After identifying seed papers, target papers, and candidate papers, we generated features for each candidate paper, and labeled them according to whether or not they were among the targets. We then split the candidate papers into a training and test set, and trained classifiers to try to identify the targets. We experimented with a variety of classifiers: logistic regression, SVC (support vector classifier), SGD classifier (stochastic gradient descent), gaussian naive bayes, random forest, and AdaBoost classifier (Murphy 2008). Many of these proved to give poor performance and/or run too slowly, so we proceeded with only random forest, logistic regression, and AdaBoost, selecting the best-performing model for each data set.Footnote 4

Table 1 reports evaluation measures for each of these five models, as well as their averages. These include the Precision at 10, 100, and 1000, the R-Precision, and the Average Precision. The R-Precision is the fraction of target papers found in the top N papers, where N is the total number of target papers—212 in this case (Manning et al. 2008). The Average Precision is the sum of the precision at k for each rank k of a correctly identified target paper, divided by the total number of target papers. Since the fundamental task is to reconstruct the reference list from the original review paper, we focus our analysis mostly on the R-Precision scores, which characterize exactly how well the models were able to do this (see “Large-scale study on multiple review papers” section for more discussion on the evaluation measures).

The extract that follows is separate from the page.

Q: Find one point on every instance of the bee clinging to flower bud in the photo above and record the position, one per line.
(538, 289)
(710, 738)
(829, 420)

Using two network-based features—the average distance between a paper’s cluster and those of the seed papers, and the absolute difference of a paper’s PageRank score to that of the average seed paperFootnote 5—a random forest classifier identified, on average, 86 of the target papers (40.8%). We also ran the same experiments using the text-based feature of average paper title TF-IDF similarity to the seed paper titles in addition to the network-based features (see “Features” section). This improved the results: the random forest classifiers then identified, on average, 106 of the target papers (50.1%). In the “Appendix”, we include some examples of papers ranked by the classifier.

Large-scale study on multiple review papers

We now apply these same methods to multiple review papers. The Web of Science, as part of its citation index data, identifies a subset of articles as review papers (\(\sim 1.4\) million papers). We run autoreview on a sample of these reviews to explore how the method performs on a variety of review articles, under varying conditions. We first take a random sample of 500 review articles with between 200 and 250 references. We chose this sample as a starting point in order to hold the number of references relatively constant. We believe that review papers of this size represents the type of review for which this method would be useful—a comprehensive review of a well-defined topic. We also explore results on subsets of larger and smaller review articles in “Extended analysis” section.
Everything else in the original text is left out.